Willagee – WA 2021

ALP 18.1%

Incumbent MP
Peter Tinley, since 2009.

Geography
Southern Perth. Willagee covers the suburbs of Murdoch, Coolbellup, Samson, Bibra Lake and parts of South Lake and Coogee. The seat covers parts of the Fremantle, Melville and Cockburn local government areas.

Redistribution
Willagee lost Kardinya to Bateman and gained part of Coogee from Cockburn. This change increased the Labor margin from 15.5% to 18.1%.

History
The seat of Willagee was created in 1996, and has always been held by Labor.

Labor candidate Alan Carpenter won the seat in 1996. Carpenter was re-elected in the seat in 2001, and served as a minister in the Gallop Labor government. Carpenter was elected to a third term in parliament in 2005, and became Premier and Labor leader in 2006 following Geoff Gallop’s retirement.

Carpenter led the government until 2008, when he led Labor to defeat. Carpenter resigned from parliament in 2009.

Labor candidate Peter Tinley won the 2009 Willagee by-election, and was re-elected in 2013 and 2017.

Candidates

Assessment
Willagee is a safe Labor seat.

2017 result

Candidate Party Votes % Swing Redist
Peter Tinley Labor 11,229 52.7 +9.8 55.2
Rebecca Aubrey Liberal 6,547 30.7 -13.2 28.1
Felicity McGeorge Greens 2,470 11.6 +0.7 11.3
Robin Hosking Australian Christians 514 2.4 +2.4 2.1
Paul Potter Micro Business 334 1.6 +1.6 1.5
Corina Abraham Socialist Alliance 212 1.0 +1.0 0.9
0.8
Informal 957 4.3

2017 two-party-preferred result

Candidate Party Votes % Swing Redist
Peter Tinley Labor 13,948 65.5 +13.0 68.1
Rebecca Aubrey Liberal 7,351 34.5 -13.0 31.9

Booth breakdown

Booths have been divided into four parts: central, north, south-east and south-west

Labor won a majority of the two-party-preferred vote in all four areas, ranging from 61.4% in the north to 73% in the south-east.

The Greens came third, with a primary vote ranging from 9.3% in the south-west to 12.6% in the centre.

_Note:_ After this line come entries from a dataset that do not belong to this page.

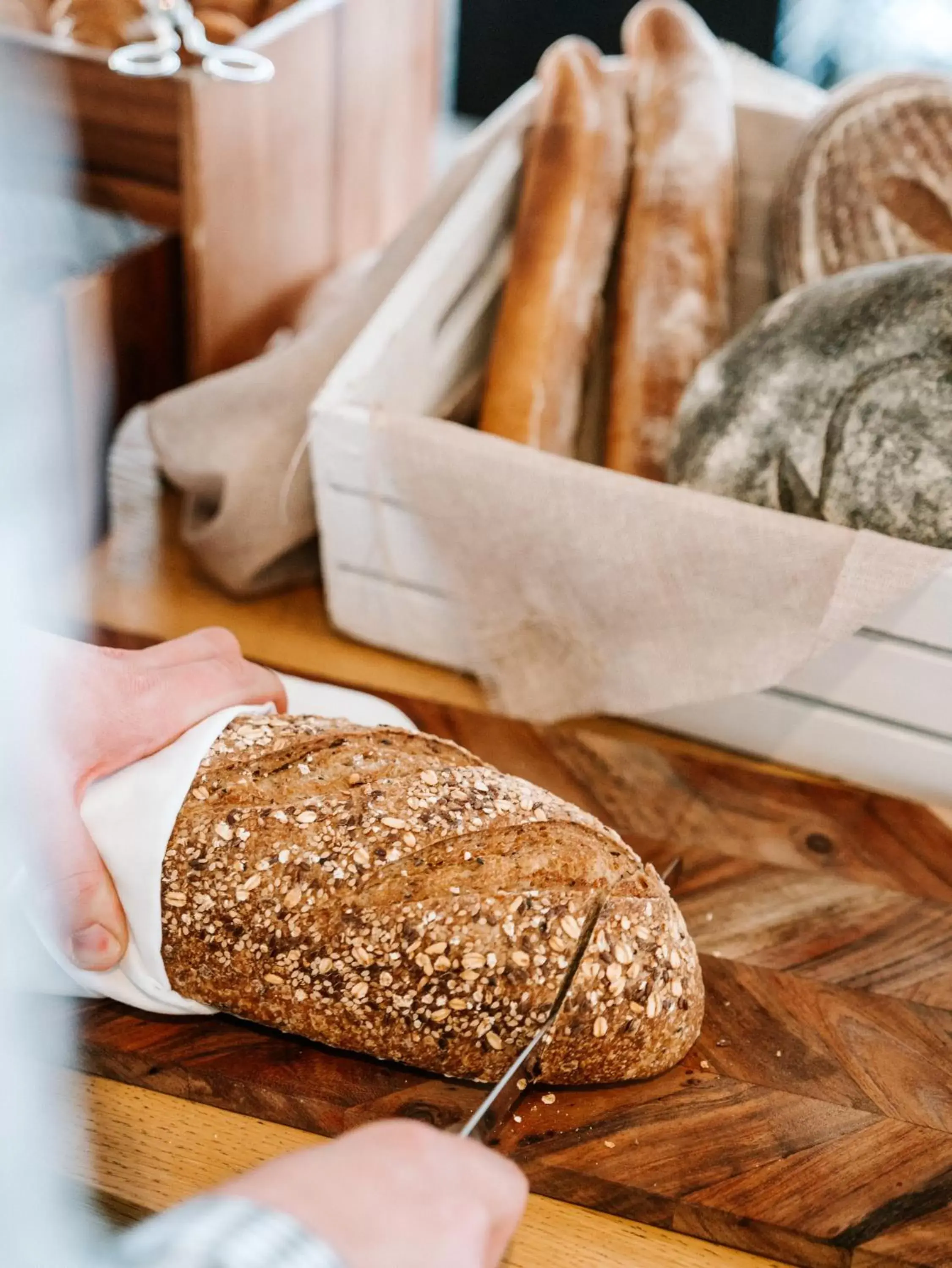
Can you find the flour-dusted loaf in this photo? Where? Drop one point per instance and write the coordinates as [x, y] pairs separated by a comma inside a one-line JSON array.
[[871, 179], [385, 892], [673, 277], [566, 227], [834, 402]]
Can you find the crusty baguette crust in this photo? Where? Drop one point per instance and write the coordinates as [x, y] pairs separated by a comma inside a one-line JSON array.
[[566, 229], [678, 235], [383, 892]]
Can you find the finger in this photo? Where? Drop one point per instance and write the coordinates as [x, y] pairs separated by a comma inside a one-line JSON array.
[[201, 645], [159, 705], [505, 1191], [87, 906]]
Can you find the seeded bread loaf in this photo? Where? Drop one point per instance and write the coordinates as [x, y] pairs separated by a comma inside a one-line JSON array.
[[385, 892]]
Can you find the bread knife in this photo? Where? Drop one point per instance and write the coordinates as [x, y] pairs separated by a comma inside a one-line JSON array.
[[525, 1069]]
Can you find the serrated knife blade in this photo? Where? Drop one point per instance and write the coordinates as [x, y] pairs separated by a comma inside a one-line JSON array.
[[483, 1124]]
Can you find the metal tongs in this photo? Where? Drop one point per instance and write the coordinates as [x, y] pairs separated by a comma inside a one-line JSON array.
[[174, 25]]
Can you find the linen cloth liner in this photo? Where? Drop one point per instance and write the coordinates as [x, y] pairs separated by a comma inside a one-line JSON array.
[[588, 591], [131, 816]]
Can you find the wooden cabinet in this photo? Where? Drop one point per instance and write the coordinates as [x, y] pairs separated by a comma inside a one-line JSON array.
[[268, 184]]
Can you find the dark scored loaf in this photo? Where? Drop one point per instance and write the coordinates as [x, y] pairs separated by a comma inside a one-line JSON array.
[[385, 892]]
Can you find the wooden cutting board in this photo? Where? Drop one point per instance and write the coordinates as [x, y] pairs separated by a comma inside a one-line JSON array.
[[813, 1120]]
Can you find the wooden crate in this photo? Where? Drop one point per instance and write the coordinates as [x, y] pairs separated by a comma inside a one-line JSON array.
[[93, 328], [268, 184], [873, 709]]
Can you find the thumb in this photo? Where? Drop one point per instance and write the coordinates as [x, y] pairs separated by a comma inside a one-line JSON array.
[[88, 908]]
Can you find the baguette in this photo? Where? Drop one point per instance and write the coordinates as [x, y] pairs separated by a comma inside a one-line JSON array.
[[672, 295], [385, 892], [566, 227]]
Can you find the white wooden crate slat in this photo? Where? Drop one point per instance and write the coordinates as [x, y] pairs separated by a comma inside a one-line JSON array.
[[798, 732]]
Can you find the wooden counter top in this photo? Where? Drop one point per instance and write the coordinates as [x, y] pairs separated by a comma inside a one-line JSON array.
[[151, 1149]]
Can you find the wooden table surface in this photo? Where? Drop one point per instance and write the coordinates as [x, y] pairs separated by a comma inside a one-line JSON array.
[[150, 1149]]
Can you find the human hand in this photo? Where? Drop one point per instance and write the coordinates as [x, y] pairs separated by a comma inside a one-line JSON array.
[[397, 1195], [103, 709]]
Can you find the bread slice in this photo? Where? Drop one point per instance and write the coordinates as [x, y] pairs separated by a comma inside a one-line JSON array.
[[383, 892]]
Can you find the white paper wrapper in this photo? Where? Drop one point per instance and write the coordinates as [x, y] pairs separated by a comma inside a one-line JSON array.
[[131, 816]]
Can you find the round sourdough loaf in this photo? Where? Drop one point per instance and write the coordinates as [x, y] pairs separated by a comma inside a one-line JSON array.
[[385, 892]]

Voter group GRN prim % ALP 2PP % Total votes % of votes
Central 12.6 72.4 4,503 19.8
South-East 11.6 73.0 3,407 15.0
South-West 9.3 68.5 2,982 13.1
North 10.8 61.4 2,840 12.5
Pre-poll 10.8 69.6 3,411 15.0
Other votes 11.8 64.1 5,570 24.5

Election results in Willagee at the 2017 WA state election
Toggle between two-party-preferred votes and Greens primary votes.

5 COMMENTS

  1. Would I be correct in thinking that this seat has gradually drifted south over the last few redistributions? Willagee itself is very much towards the northern end of the electorate

    Prediction: Labor retain

  2. Not gradually – that was just one redistribution, before the 2017 election. Willagee lost Melville and everything west of Stock Rd, and gained everything east of North Lake Rd and south of Phoenix Rd. Something like half the voters had been in a different seat in 2013.

    Maps of the various boundaries here:

    https://www.abc.net.au/news/elections/wa-election-2017/guide/will/

    It almost got renamed Murdoch. Naming it after a university and major train station would’ve made plenty of sense, but they dropped it for some reason.

  3. They dropped the renaming because it was part of their plan to rename all the seats after ‘notable figures’, which was quietly shelved after taking public comments on it.

  4. After MP Peter Tinley announced he was quitting at the next state election. Its been reported federal MP’s Sam Lim Chief of staff Sook Yee Lai is likely to replace him.